Why High Home Prices Don't Necessarily Mean High Home Payments
While San Diego homes are unusually expensive, low rates have been keeping a lid on monthly mortgage payments. But low rates don’t assure high home prices — the two have actually had a very inconsistent relationship in the past.
San Diego homes are pricey: Compared with local rents and incomes, they are more expensive than at any time outside last decade’s housing bubble.
But monthly home payments are a different story. Thanks to uncommonly low interest rates, mortgage payments have remained pretty reasonable even in the face of increasing purchase prices.
The chart below shows a measure of how expensive the typical San Diego monthly house payment has been relative to local rents and incomes, which make for a good comparison because they represent the most important drivers of home price changes.
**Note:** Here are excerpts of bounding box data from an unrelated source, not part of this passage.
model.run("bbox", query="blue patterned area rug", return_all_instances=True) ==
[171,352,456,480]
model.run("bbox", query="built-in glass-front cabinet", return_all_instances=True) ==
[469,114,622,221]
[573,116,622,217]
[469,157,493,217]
Despite unusually high home purchase prices, San Diego monthly payments are actually less expensive versus incomes and rents than they’ve typically been over the past 40 years. In fact, the only time payments have been this low outside the post-housing crash period was during the late 1990s, when home valuations were nearly as cheap as they’ve ever been.
It’s reasonable to wonder whether low rates, should they persist, will help keep home valuations at these lofty levels. Maybe — but in the past, the relationship between rates and prices has actually been pretty spotty.
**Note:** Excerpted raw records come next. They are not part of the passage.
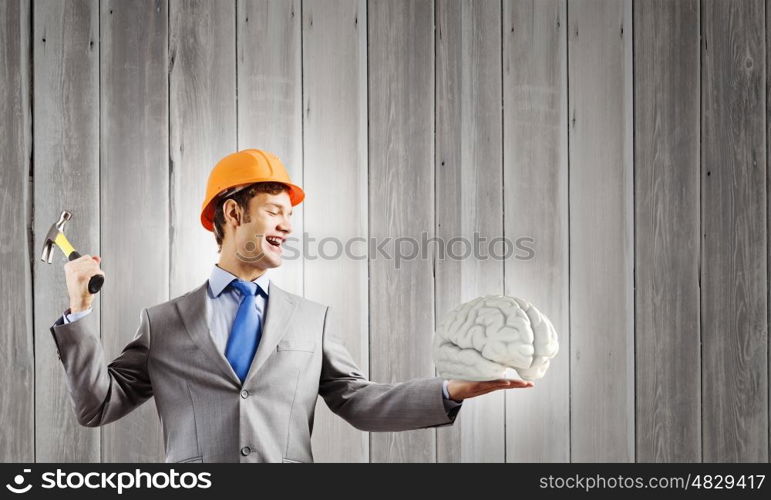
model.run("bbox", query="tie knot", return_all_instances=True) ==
[230,280,257,297]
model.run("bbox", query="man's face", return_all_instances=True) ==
[235,191,292,269]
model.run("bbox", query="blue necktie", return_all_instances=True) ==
[225,280,262,384]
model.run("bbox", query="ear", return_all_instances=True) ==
[222,199,242,226]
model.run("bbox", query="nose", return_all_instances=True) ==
[276,215,292,235]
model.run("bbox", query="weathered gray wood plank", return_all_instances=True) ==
[701,0,768,462]
[169,0,237,297]
[32,0,100,462]
[503,0,570,462]
[99,0,169,462]
[434,0,506,462]
[0,0,33,462]
[634,0,701,462]
[302,0,369,462]
[766,0,771,461]
[367,0,436,462]
[236,0,304,295]
[568,0,635,462]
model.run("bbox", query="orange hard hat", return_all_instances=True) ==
[201,149,305,231]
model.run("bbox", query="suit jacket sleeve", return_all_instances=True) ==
[51,309,153,427]
[319,307,460,431]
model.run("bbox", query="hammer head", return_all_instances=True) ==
[40,210,72,264]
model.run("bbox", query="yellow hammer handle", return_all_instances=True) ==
[54,232,75,258]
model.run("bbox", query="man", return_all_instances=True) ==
[51,149,532,462]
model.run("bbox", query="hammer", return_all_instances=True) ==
[40,210,104,293]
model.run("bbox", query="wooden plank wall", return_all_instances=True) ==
[32,0,100,462]
[0,0,33,462]
[502,0,571,462]
[99,0,169,462]
[368,0,436,462]
[0,0,771,462]
[634,0,701,462]
[302,0,369,462]
[434,0,506,462]
[568,0,635,462]
[701,0,768,462]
Mortgage Rates Aren’t a Big Driver of Home Valuations
Lower rates lead to lower monthly payments, allowing buyers with a given monthly budget to afford a more expensive home. Higher rates have the opposite effect. So it might seem intuitive to believe that rates should have a really big impact on home purchase prices. In fact, this has not historically been the case.
Below is a graph of home purchase price valuations alongside mortgage rates. If rates were driving home valuations, you’d expect these two lines to move in opposite directions. But they don’t. For example, homes have gotten pretty expensive when rates were sky-high (early 1980s), dirt cheap when rates were middling (late 1990s) and reasonably cheap when rates were at all-time lows (early 2010s). There isn’t much of a discernible relationship in this graph.
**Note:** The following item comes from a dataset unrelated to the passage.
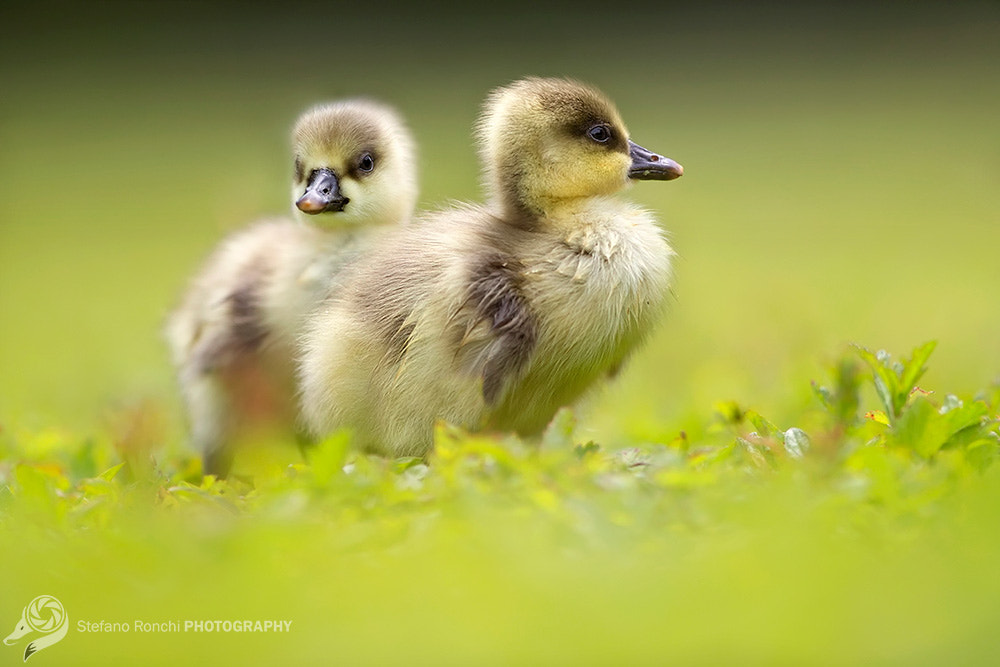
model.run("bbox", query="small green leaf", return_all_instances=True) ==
[98,461,125,482]
[784,426,812,459]
[744,410,784,439]
[899,340,937,405]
Another way to view the interaction between rates and valuations is with a scatter graph, which plots each month’s interest rate on one axis and its home valuation level on the other. There appears to be a bit of a correlation here, but it is quite weak, and is at least partly owed to the housing bubble, which took place at a time of low-ish interest rates.
So while the idea that home prices should move inversely to interest rates is commonly held, it hasn’t really played out that way. Here are some potential reasons why:
• There is other stuff going on too. Changes to the economy and buyer sentiment have a big impact on home valuations. Sentiment in particular is subject to huge swings that can overwhelm all other factors, as we saw during the bubble and ensuing crash. And these factors tend to change in a way that offsets rate changes: Periods of strong economic growth and high confidence are often accompanied by higher rates, and vice-versa. While rates surely exert some influence on prices, they are just one piece of the puzzle.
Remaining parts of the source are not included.